Web crawler based on PHP Guzzle HTTP Client with concurrency support for faster operation. Includes support for any content-type download, link profiler and response observers.
Thingston Crawler requires:
- PHP 7.1 or above.
Add Thingston Crawler to any PHP project using Composer:
composer require thingston/crawler
Simply create a new Crawler
instance and invoke start
method with any public URI:
use Thingston\Crawler;
$crawler = new Crawler();
$crawler->start('https://www.wikipedia.org/');
In order to process results from the crawling process you may add as many many Observers.
An Observer is a concrete class implement Thingston/Crawler/Observer/ObserverInterface
.
In case you find issues with this code please open a ticket in Github Issues at https://github.com/thingston/crawler/issues.
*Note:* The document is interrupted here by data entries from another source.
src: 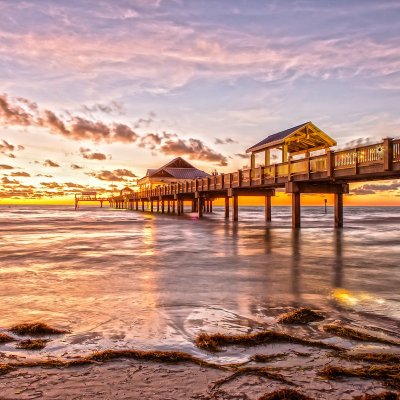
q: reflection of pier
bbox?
[74,191,108,209]
[106,122,400,228]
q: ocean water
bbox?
[0,205,399,359]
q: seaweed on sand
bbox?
[331,351,400,364]
[211,366,294,390]
[355,392,399,400]
[323,323,399,345]
[16,339,48,350]
[87,349,224,369]
[277,308,324,325]
[0,364,15,375]
[251,353,288,363]
[10,322,68,336]
[195,331,341,352]
[319,365,400,389]
[258,389,313,400]
[0,333,15,344]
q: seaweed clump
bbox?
[0,333,15,344]
[10,322,68,336]
[87,349,223,369]
[323,323,399,345]
[0,364,15,376]
[212,366,293,390]
[354,392,399,400]
[332,351,400,365]
[195,330,340,352]
[277,308,324,324]
[251,353,287,363]
[258,389,313,400]
[319,365,400,389]
[16,339,48,350]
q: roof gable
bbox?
[246,121,336,154]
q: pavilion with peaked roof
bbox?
[137,157,210,191]
[246,121,337,169]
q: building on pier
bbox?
[246,121,337,168]
[137,157,210,191]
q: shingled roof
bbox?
[141,157,210,181]
[246,121,336,154]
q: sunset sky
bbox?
[1,0,400,205]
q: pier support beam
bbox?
[224,197,229,219]
[197,197,203,218]
[334,193,344,228]
[150,200,154,213]
[232,195,238,221]
[141,200,145,211]
[157,200,160,212]
[161,200,165,214]
[172,200,176,214]
[265,195,272,222]
[167,200,171,213]
[292,193,301,228]
[210,200,213,213]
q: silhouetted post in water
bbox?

Open Source is made of contribuition. If you want to contribute to Thingston please follow these steps:
- Fork latest version into your own repository.
- Write your changes or additions and commit them.
- Follow PSR-2 coding style standard.
- Make sure you have unit tests with full coverage to your changes.
- Go to Github Pull Requests at https://github.com/thingston/crawler/pulls and create a new request.
Thank you!
All relevant changes on this code are logged in a separated log file.
Version numbers follow recommendations from Semantic Versioning.
Thingston code is maintained under The MIT License.